Tennis star Novak Djokovic has been on a stunning 43-match winning streak since eliminating gluten from his diet last year. Djokovic has credited the dietary switch for radically improving his tennis game and health.
“If you can mentally overcome this greed and eat only the food that is good for your metabolism, then you will have the best results, not just in tennis but in life as well,” Djokovic told the June 2011 issue of Vogue.
“Mentally, you’ll be fresh, you’ll be happier, you’ll be calmer. Physically, you’ll be stronger, faster, more dynamic, your muscles will work better. That’s what I feel.”
Last year, Novak, 24, hired a nutritionist and was tested for food intolerances, which indicated he was allergic to gluten. Since then, Djokovic has followed a high-protein, gluten-free diet and has been dominating on the tennis court. Novak now avoids most starches, including pizza and pasta.
But the proof is in the (gluten-free) pudding: Since overhauling his diet, he has defeated his chief rival, Rafael Nadal, four times, made the finals of the U.S. Open and won the Davis Cup and the Australian Open.

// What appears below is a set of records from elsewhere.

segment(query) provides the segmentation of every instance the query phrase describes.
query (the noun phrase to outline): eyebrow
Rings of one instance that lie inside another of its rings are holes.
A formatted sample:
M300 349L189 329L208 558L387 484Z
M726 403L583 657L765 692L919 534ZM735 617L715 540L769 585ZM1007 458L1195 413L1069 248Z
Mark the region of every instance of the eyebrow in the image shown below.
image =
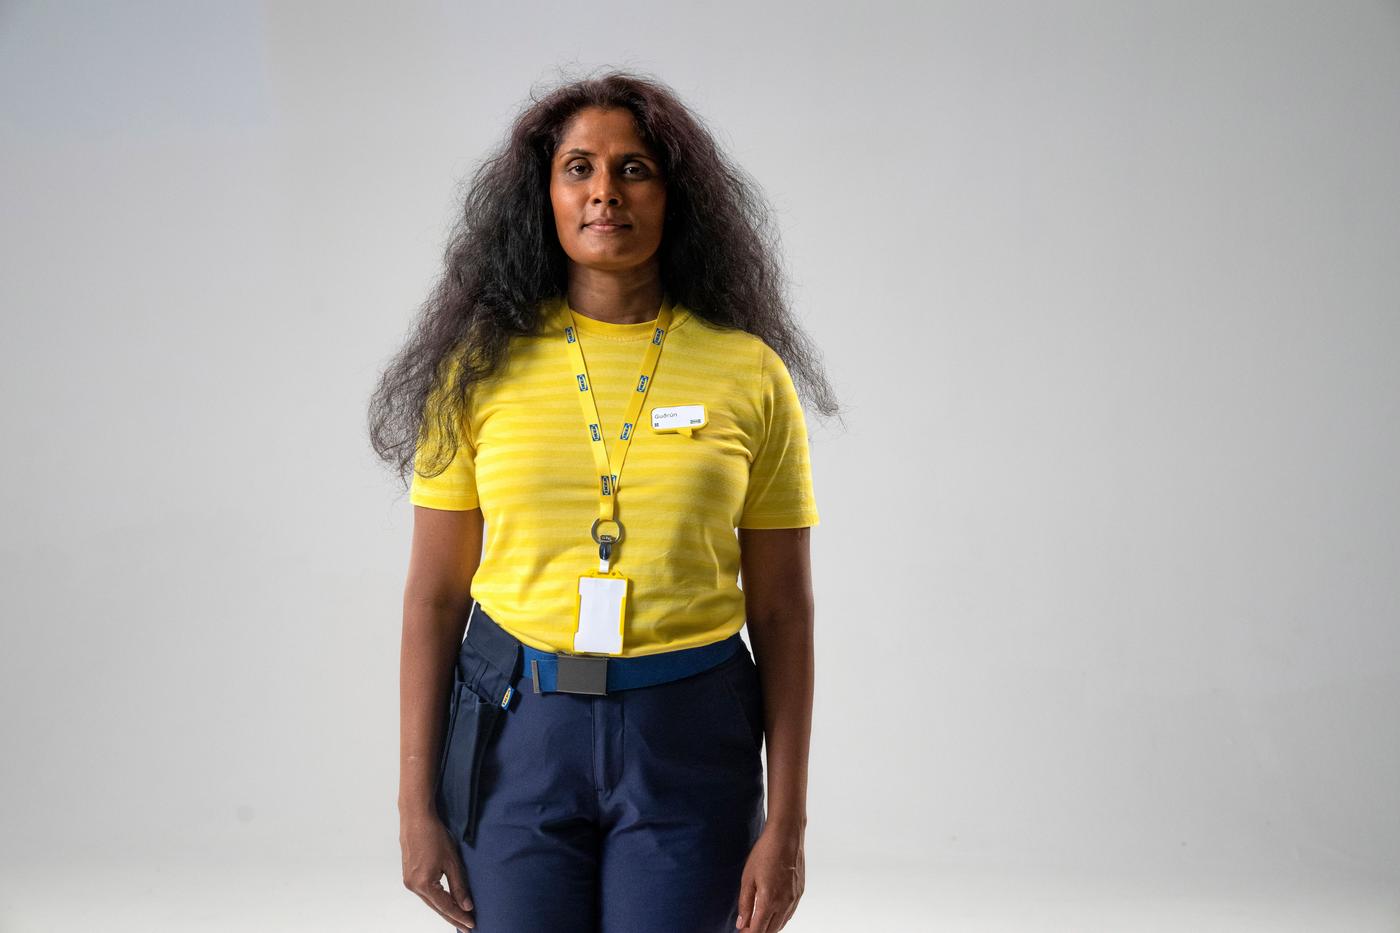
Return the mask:
M595 155L597 155L597 154L598 154L598 153L596 153L596 152L589 152L587 149L579 149L577 146L575 146L573 149L570 149L568 152L561 153L560 155L561 155L561 156L572 156L572 155L595 156ZM645 153L645 152L624 152L624 153L622 154L622 158L623 158L623 159L648 159L648 160L650 160L650 161L652 161L652 162L655 162L655 161L656 161L656 157L655 157L655 156L648 155L648 154Z

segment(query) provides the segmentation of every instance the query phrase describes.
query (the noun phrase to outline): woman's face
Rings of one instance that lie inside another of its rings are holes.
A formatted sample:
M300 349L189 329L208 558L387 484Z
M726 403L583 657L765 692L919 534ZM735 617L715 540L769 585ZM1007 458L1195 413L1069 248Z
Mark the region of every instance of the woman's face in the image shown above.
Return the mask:
M666 182L629 110L586 107L574 115L550 166L549 200L559 245L581 266L635 268L661 246Z

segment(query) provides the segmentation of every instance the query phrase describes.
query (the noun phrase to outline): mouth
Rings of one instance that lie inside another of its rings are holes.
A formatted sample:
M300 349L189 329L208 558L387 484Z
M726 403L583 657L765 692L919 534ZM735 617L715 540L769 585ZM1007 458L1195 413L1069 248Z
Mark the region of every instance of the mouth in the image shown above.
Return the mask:
M594 233L617 233L617 232L622 231L622 230L631 230L631 229L632 229L632 225L631 225L631 224L612 224L612 223L591 223L591 224L584 224L583 229L585 229L585 230L592 230Z

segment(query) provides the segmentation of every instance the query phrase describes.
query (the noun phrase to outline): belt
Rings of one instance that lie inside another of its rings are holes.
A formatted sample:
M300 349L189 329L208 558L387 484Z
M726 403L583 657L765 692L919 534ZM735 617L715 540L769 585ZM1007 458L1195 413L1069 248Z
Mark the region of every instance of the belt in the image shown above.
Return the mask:
M475 638L472 635L473 631L477 632ZM650 687L699 674L729 660L744 644L739 633L735 632L728 638L708 645L662 651L635 658L541 651L511 635L473 600L471 615L467 621L466 640L490 646L499 656L506 639L519 645L520 654L525 661L525 671L530 674L535 693L594 695L635 687ZM497 666L506 667L504 663L498 663ZM510 668L513 667L514 665L510 665Z

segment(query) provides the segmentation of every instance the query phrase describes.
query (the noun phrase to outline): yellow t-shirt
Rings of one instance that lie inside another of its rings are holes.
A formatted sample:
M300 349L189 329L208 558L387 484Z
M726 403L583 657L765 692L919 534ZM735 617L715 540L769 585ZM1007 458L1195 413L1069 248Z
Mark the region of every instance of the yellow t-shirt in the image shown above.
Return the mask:
M807 427L782 358L753 334L672 307L617 480L624 531L612 569L632 580L626 657L709 644L743 627L736 527L817 524ZM597 469L564 342L568 307L556 298L543 310L542 335L511 338L502 370L472 387L452 463L434 477L415 469L409 501L480 507L486 542L472 597L525 644L571 651L578 577L598 570L589 534ZM612 457L655 322L574 317ZM694 404L705 406L707 423L691 436L652 429L652 408Z

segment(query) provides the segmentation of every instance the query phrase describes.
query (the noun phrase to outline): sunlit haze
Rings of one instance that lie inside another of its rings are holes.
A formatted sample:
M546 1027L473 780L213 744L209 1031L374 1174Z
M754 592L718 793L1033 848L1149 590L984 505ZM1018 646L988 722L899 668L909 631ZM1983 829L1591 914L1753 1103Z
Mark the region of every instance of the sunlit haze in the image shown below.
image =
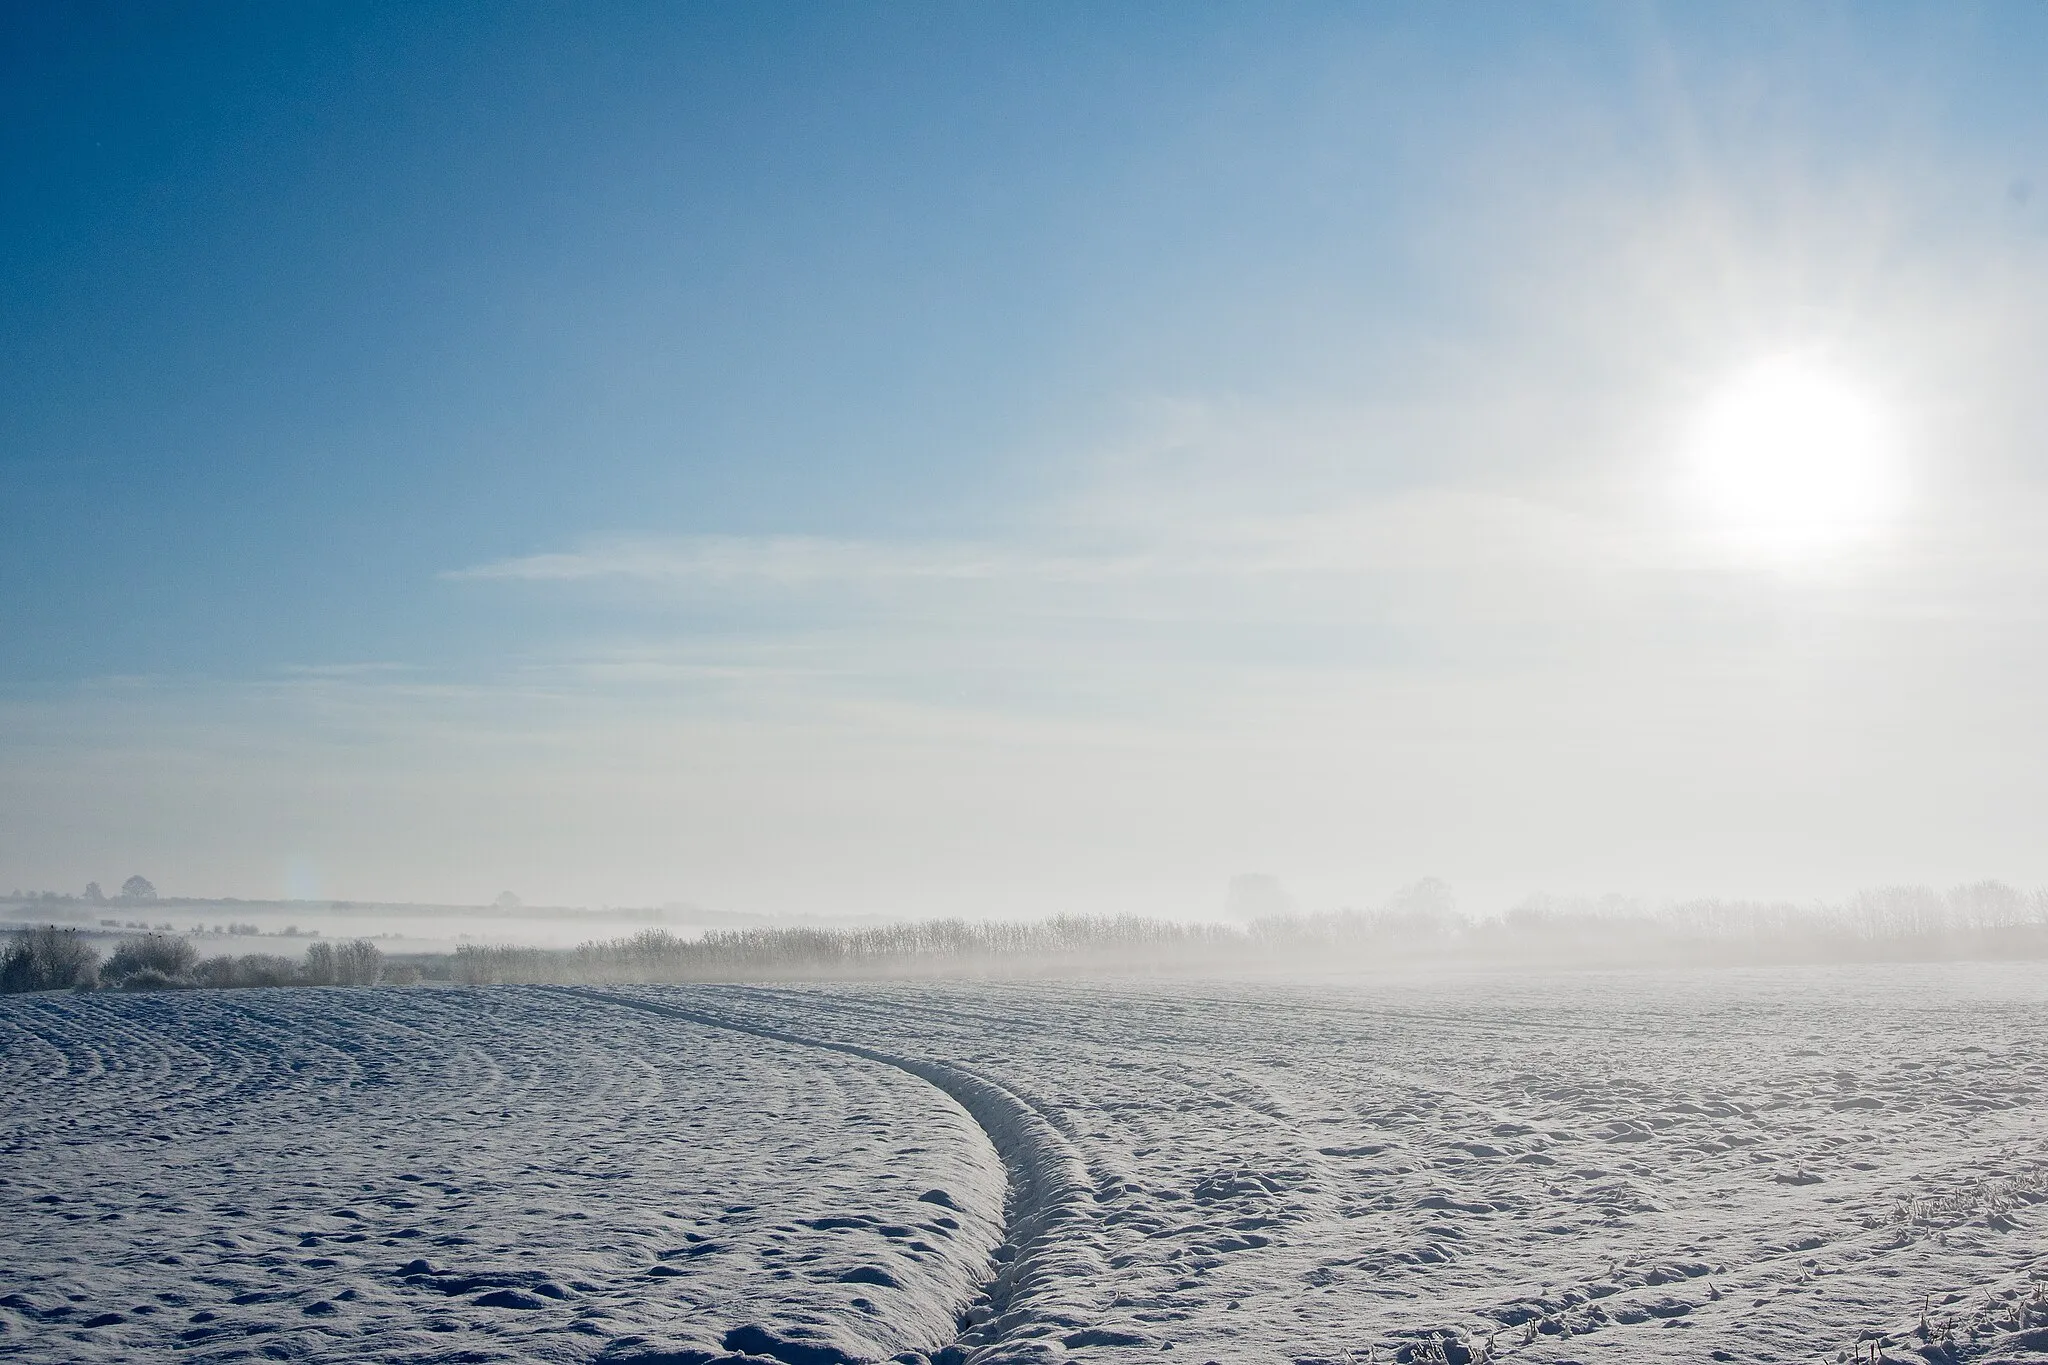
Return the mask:
M1880 401L1795 356L1730 379L1699 418L1692 496L1741 548L1822 556L1881 532L1904 500Z
M2048 8L0 26L0 887L2048 883Z

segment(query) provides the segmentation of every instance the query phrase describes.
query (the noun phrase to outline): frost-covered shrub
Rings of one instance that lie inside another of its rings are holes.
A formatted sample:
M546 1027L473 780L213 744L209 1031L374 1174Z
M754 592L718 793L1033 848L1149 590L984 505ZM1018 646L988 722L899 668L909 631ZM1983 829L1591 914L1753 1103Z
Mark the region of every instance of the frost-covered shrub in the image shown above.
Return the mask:
M99 979L100 955L76 929L23 929L0 953L0 992L61 991Z
M410 980L419 980L411 967ZM368 939L315 943L298 962L272 953L210 957L192 969L202 986L374 986L384 974L384 954Z
M308 986L374 986L384 971L384 954L366 938L315 943L306 949L299 980Z
M189 976L166 976L154 967L144 967L121 978L124 991L182 991L198 984Z
M105 976L117 986L125 986L128 978L143 972L154 972L166 981L190 980L198 965L199 950L175 934L140 934L123 939L114 949Z
M410 962L394 963L384 969L384 982L390 986L417 986L420 969Z
M210 957L193 970L202 986L289 986L298 973L297 963L274 953Z
M384 973L384 953L366 938L350 939L334 950L334 984L374 986Z
M289 986L298 974L298 965L282 953L244 953L235 959L238 986Z
M306 960L299 966L299 980L308 986L332 986L334 970L334 945L316 943L306 949Z

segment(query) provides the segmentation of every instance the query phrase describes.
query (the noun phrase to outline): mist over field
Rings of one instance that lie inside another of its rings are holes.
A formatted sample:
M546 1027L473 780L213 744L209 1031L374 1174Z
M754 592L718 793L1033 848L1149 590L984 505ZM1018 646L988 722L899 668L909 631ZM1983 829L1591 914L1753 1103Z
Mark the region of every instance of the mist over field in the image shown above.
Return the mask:
M2044 64L0 7L0 1358L2048 1362Z
M1460 910L1452 889L1434 880L1373 910L1320 914L1293 910L1270 877L1239 877L1230 890L1226 909L1236 913L1220 920L791 924L680 905L526 906L510 893L489 906L438 907L155 898L95 905L50 895L17 897L12 913L18 935L61 935L87 955L132 952L144 940L183 945L167 973L172 979L151 983L166 986L334 984L331 968L313 968L309 977L304 966L277 964L302 942L319 957L337 941L374 948L409 981L470 985L2048 961L2048 892L2002 882L1945 893L1885 887L1815 905L1534 898L1492 916ZM92 913L108 909L144 918ZM47 922L38 928L39 921ZM252 973L262 979L249 979Z

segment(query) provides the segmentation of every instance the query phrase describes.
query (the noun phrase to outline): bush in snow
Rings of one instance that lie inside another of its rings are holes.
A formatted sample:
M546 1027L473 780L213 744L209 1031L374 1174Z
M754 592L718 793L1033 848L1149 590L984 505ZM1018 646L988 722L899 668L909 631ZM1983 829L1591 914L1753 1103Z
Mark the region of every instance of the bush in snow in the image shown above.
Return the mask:
M334 945L316 943L306 949L306 960L299 964L299 980L308 986L332 986L334 984Z
M0 992L60 991L99 979L100 955L76 929L23 929L0 953Z
M202 986L289 986L298 979L299 966L274 953L245 953L210 957L192 974Z
M412 980L419 969L411 968ZM384 974L384 954L368 939L315 943L303 960L272 953L210 957L191 971L202 986L374 986Z
M334 949L334 984L374 986L384 974L384 954L366 938L351 939Z
M316 943L306 949L299 980L308 986L374 986L384 971L384 954L366 938Z
M123 989L148 990L147 985L130 987L129 978L147 972L162 982L190 982L192 969L199 965L199 950L175 934L141 934L123 939L107 959L107 981Z
M121 978L124 991L184 991L199 983L189 976L165 976L154 967L144 967Z

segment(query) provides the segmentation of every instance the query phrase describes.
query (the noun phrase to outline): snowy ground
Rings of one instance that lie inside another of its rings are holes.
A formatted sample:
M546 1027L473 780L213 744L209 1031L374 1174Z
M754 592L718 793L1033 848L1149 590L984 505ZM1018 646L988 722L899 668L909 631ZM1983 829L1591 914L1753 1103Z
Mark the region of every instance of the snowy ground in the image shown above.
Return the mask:
M953 1338L999 1240L1002 1168L929 1084L573 996L17 998L0 1030L28 1359L703 1359L735 1330L882 1359Z
M15 999L0 1354L2048 1360L2042 978Z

The naturally thin 6’2″ Djokovic has also lost some weight and now hovers at 176 pounds. “I am very skinny,” he admits. “[But] I am fast and very powerful on the court, so this is what matters.”
Indeed, Novak is about 10 pounds lighter than his main rivals: The 6’1″ Nadal (ranked No. 1) weighs 188 pounds; Roger Federer (No. 3) is 187 lbs. at 6’2″ and the 6’3″ Andy Murray (No. 4) is 185 pounds. While tennis is a power game, Djokovic seems to have lost none of the strength from his ultra-lean physique.
Djokovic, who’s on the verge of overtaking Nadal, 24, for the top spot in tennis, is working hard and enjoying life in Monte Carlo, where he lives with his Serbian girlfriend of six years, Jelena Ristic.
The gorgeous Ristic, 25, a former human resources manager, has an economics degree from a private university in Milan and is currently getting a master’s at the University of Monaco.
“She’s been a great support to me,” says Djokovic. “She’s been the source of energy. Of love. It’s something that keeps me going.”
Another thing that keeps Novak going are his loyal fans. “When we get on the court and the crowd cheers your name or salutes you—it’s like you’re a gladiator in the arena,” he says.
“And everyone is cheering—and you’re fighting, you’re screaming, during your strokes—it feels like you’re an animal, fighting for your life.”